Vedi

Vedi, è solo questione di tempo. Lo so che sembra costare invece chiudi gli occhi ed è già scrivolato via, ora sei complice di un’era diversa.

C’è stato un tempo in cui siamo stati felici, allargavi gli occhi a catturare la luce, lasciavi scivolare i sorrisi lungo le guance, cullarsi sul tuo corpo, lasciare a terra una traccia luminiscente. Avrei detto che non saremmo stati capaci mai di perdere quella traccia.

Mi sbagliavo, com’è ovvio visto da qui. Eppure io credo non importi. Credo che si possa avere ragione comunque. Che sia solo ed esclusivamente il tempo a confonderci. Rimuovilo dall’equazione, non vedi come i termini ora si semplificano? Come due lontananze si annullano a vicenda. In questo modo vi è lo spazio prima per ricordare, poi per interiorizzare, infine per seppellire. Perchè le cose buone, se restituite, rimettono in circolo le energe positive, le attenzioni che gli abbiamo infuso. Ciò che abbiamo dedicato ritorna, se solo sappiamo lasciarlo andare. È questione di fiducia, soprattutto.

Per capire ho dovuto trovare una posizione adeguata, che mi rendesse possibile quel compito. Sono allora salito, ho guidato, ho camminato, ho sbagliato strada. Poi, quando sono arrivato in cima ho visto San Michele che proteggeva le vie di accesso. Mi sono seduto di fianco a lui e finalmente ho guardato il tempo per come era scorso e per come scorreva nella valle giù dabbasso. Ho visto immediatamente un errore che facciamo: usiamo una sola parola, amore, per indicare cose diverse. Ci chiediamo se e quando abbiamo amato, come fosse la ripetizione di un singolo atto, il ritorno a un preciso stato dell’animo. Ma non può essere così perchè l’amore non è qualcosa che nasce in una persona ma è il modo in cui aggiustiamo i nostri pezzi per combaciare con qualcuno, per fargli spazio dentro noi. È il modo in cui spostiamo fegato e polmoni, in cui tiriamo il cuore un poco più a sinistra, per fare spazio al suo nel nostro petto. Il modo in cui lo facciamo varia perchè le forme di chi abbiamo di fronte variano, perché noi usciamo diversi da ogni nostra esperienza e quando l’ho incontrata ero diverso da quando ti incontrerò. Non ripeterò mai più quelle parole precise che ho detto nei giorni che sono passati. Ne creerò di nuove, pescherò le sillabe fra i tuoi capelli, le comporrò, le sciacquerò nei tuoi occhi e te le depositerò sulle labbra.
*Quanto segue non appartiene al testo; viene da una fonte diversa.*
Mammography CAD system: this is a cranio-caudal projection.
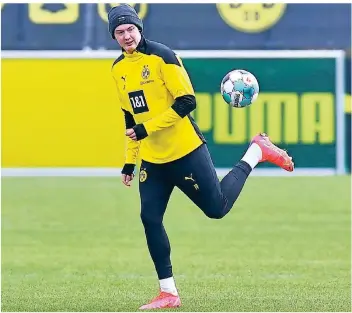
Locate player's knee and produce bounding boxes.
[140,207,162,227]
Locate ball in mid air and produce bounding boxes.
[220,70,259,108]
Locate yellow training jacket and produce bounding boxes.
[112,37,205,164]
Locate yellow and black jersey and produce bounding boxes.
[112,37,205,164]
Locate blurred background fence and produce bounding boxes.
[1,3,351,173]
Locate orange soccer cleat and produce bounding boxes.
[251,133,294,172]
[139,291,181,310]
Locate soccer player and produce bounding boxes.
[108,4,294,309]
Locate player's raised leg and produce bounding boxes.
[139,161,181,310]
[174,134,294,219]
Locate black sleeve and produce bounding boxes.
[122,109,136,129]
[171,95,197,118]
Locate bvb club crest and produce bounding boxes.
[139,170,148,183]
[142,65,150,79]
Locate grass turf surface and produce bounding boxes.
[2,176,351,312]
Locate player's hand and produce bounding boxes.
[122,174,134,187]
[126,124,148,141]
[126,128,137,141]
[121,163,136,187]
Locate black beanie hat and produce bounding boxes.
[108,4,143,39]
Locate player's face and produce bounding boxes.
[115,24,141,53]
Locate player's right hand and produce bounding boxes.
[122,174,134,187]
[121,164,136,187]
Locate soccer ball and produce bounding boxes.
[221,70,259,108]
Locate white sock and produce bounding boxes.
[242,143,262,169]
[159,277,178,296]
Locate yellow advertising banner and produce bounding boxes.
[1,59,125,167]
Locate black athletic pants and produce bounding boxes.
[139,144,252,279]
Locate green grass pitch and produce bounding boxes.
[1,176,351,312]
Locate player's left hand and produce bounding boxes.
[126,124,148,141]
[126,128,137,141]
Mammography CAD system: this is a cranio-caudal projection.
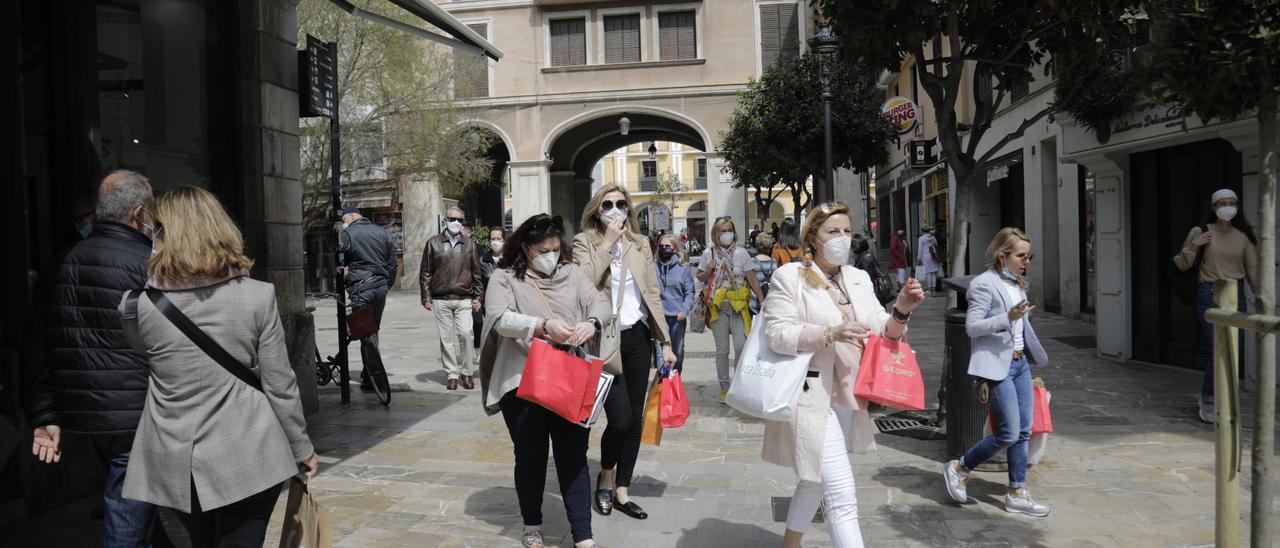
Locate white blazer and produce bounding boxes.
[964,269,1048,382]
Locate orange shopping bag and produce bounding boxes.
[854,335,924,411]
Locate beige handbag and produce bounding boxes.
[596,247,640,375]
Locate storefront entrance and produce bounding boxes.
[1129,140,1243,367]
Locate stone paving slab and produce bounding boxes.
[0,292,1274,548]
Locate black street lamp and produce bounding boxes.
[809,24,840,204]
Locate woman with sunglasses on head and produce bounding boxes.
[942,227,1048,517]
[480,214,609,548]
[573,184,676,520]
[654,234,698,373]
[763,202,924,548]
[698,216,764,403]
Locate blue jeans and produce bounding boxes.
[654,316,689,374]
[1196,282,1245,403]
[91,433,173,548]
[960,356,1032,489]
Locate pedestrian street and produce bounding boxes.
[259,291,1251,548]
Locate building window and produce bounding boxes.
[760,4,800,72]
[658,10,698,61]
[640,160,658,192]
[453,23,489,99]
[604,14,640,63]
[550,18,586,67]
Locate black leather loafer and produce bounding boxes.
[613,499,649,520]
[591,475,613,516]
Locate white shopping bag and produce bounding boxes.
[577,371,613,428]
[726,309,813,423]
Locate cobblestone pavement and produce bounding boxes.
[0,291,1274,548]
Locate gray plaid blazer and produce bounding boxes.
[120,278,314,512]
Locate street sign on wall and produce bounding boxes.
[298,35,338,119]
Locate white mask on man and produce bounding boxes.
[822,236,852,265]
[530,251,559,274]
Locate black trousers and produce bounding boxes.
[498,391,591,543]
[600,323,654,487]
[175,484,280,548]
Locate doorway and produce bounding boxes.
[1129,140,1243,369]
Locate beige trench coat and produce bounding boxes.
[762,262,890,481]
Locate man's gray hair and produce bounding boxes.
[93,169,151,224]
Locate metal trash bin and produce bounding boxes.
[942,275,1004,469]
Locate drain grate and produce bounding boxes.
[769,497,824,524]
[876,411,946,439]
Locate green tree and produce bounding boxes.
[719,54,893,219]
[297,0,493,230]
[815,0,1108,286]
[1149,0,1280,547]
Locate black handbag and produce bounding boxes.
[1170,227,1208,306]
[123,289,262,392]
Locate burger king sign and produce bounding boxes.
[881,96,920,136]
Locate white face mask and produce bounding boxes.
[600,207,627,224]
[530,251,559,274]
[822,236,852,265]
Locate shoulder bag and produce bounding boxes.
[122,289,262,392]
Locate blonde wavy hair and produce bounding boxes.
[581,183,640,234]
[987,227,1032,291]
[147,187,253,280]
[800,202,849,287]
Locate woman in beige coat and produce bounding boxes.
[573,184,676,520]
[763,202,924,548]
[480,214,609,548]
[120,187,317,547]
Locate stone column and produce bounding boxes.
[238,0,319,414]
[507,160,552,229]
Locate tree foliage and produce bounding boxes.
[719,54,893,219]
[297,0,493,229]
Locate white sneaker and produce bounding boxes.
[942,461,969,504]
[1005,490,1048,517]
[1201,396,1215,424]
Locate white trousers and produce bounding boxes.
[787,406,863,548]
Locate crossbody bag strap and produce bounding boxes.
[145,289,262,392]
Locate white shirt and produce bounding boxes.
[1001,278,1027,352]
[609,243,645,330]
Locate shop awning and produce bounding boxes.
[329,0,502,60]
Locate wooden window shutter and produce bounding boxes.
[658,10,698,61]
[760,4,800,70]
[604,14,640,63]
[550,18,586,67]
[462,23,489,97]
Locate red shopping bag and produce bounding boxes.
[516,339,604,423]
[854,335,924,411]
[1032,379,1053,435]
[659,371,689,428]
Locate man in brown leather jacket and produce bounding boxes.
[420,206,484,391]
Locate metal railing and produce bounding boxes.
[1204,280,1280,547]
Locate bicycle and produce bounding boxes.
[315,293,392,406]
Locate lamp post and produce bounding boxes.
[809,24,840,204]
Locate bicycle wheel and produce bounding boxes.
[360,344,392,406]
[316,350,333,387]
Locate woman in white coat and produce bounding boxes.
[763,204,924,548]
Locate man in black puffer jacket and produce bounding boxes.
[23,170,168,547]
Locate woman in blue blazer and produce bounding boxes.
[942,228,1048,517]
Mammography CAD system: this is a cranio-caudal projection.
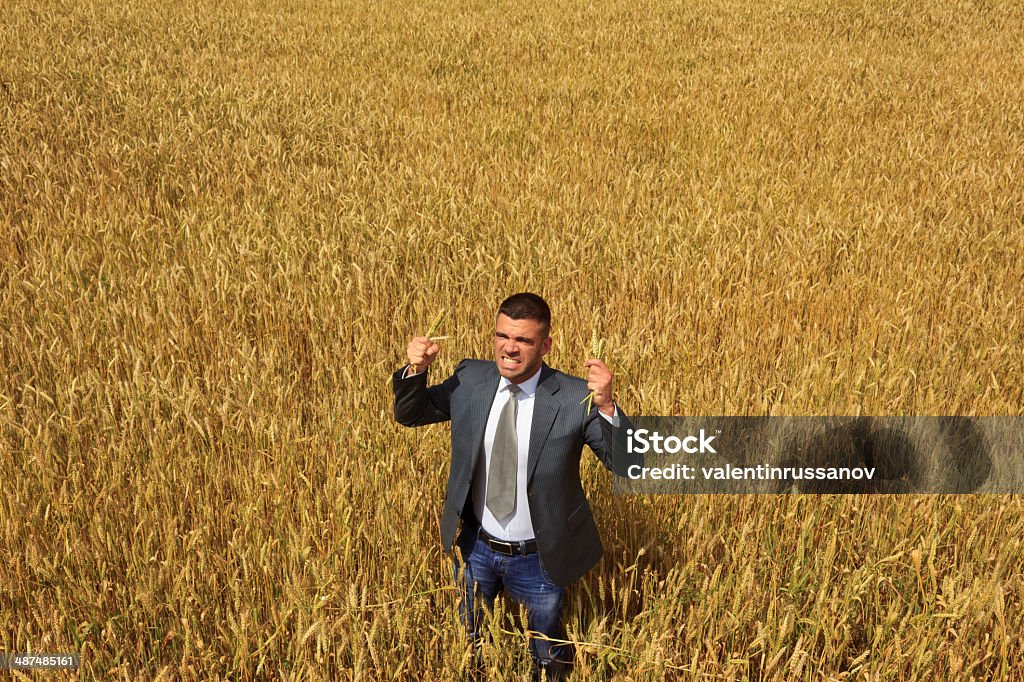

Così ho pensato che non bisogna avere paura, bisogna solo danzare attorno al tempo, lasciare che passi e che poi ritorni, che rallenti e acceleri. Avere fiducia. Farsi trovare pronti a coltivare. Avere chiaro che nulla che è stato sarà ancora e che questa è una cosa buona, è una cosa giusta. Solo un consiglio: gli addii impara a pronunciarli con la giusta attenzione, con la giusta gratitudine perché sono loro che preparano il futuro.